- Born: Abdurrahman Abba 27 March, 1965 Kano State, Sheshe
- Citizenship: Kano state
- Education: Bayero University, Kano
- Occupation: Medical doctor (Surgeon)
- Title: Professor

= Abdurrahman Abba Sheshe =

Nigerian consultant and surgeon

Abdurrahman Abba Sheshe (born 27 March 1965) is a Nigerian consultant surgeon and a fellow of the National Postgraduates College of Surgeons. He is currently the chief medical director of the Aminu Kano Teaching Hospital (AKTH).

== Early life and education ==
Abdurrahman Sheshe was born in 1965 at Sheshe quarters, Kano State. He completed his elementary education at Madatai Special Primary School, Government Secondary School Gwale, and also Rumfa College, all in Kano State. In 1986, he gained admission into Bayero University, Kano for his pre-clinical studies.
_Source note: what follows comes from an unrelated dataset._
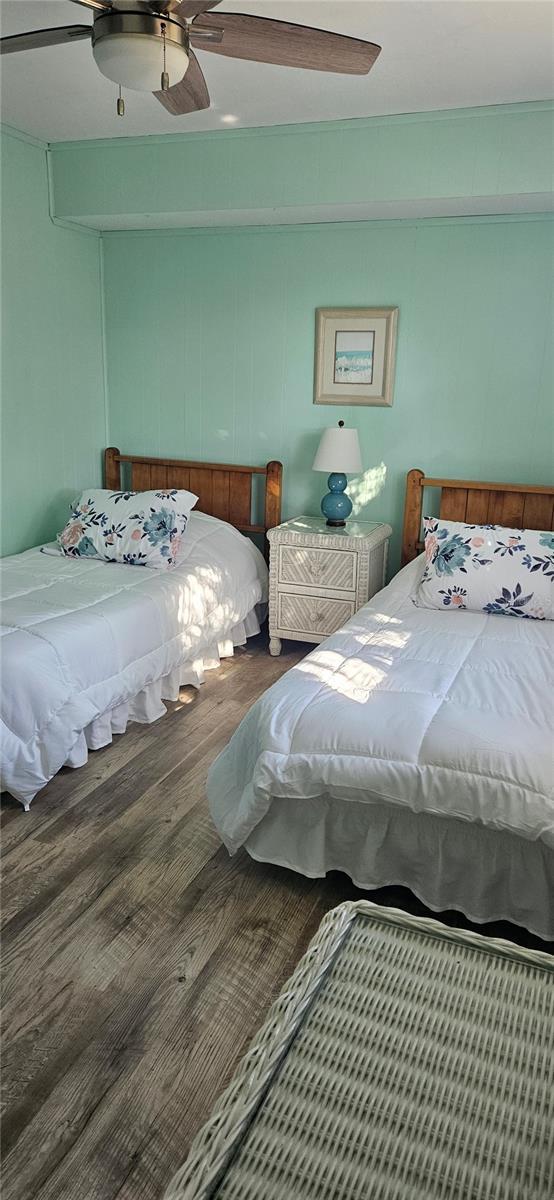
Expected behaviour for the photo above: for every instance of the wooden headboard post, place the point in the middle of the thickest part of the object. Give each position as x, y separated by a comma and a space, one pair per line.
223, 490
112, 468
413, 505
515, 505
He proceeded to the University of Benin where he obtained a Bachelor of Medicine and Surgery (MBBS) degree in 1991. He completed his residency in 1997 at the Bayero University Teaching Hospital (now AKTH).

==Career==
In 2023, President Bola Tinubu reappointed Abdurrahman Abba Sheshe as the Chief Medical Director of Aminu Kano Teaching Hospital, Kano, for a second term of four years, the new term took effect from 5 December, 2023. He served as both deputy chairman and chairman, Medical Advisory Committee.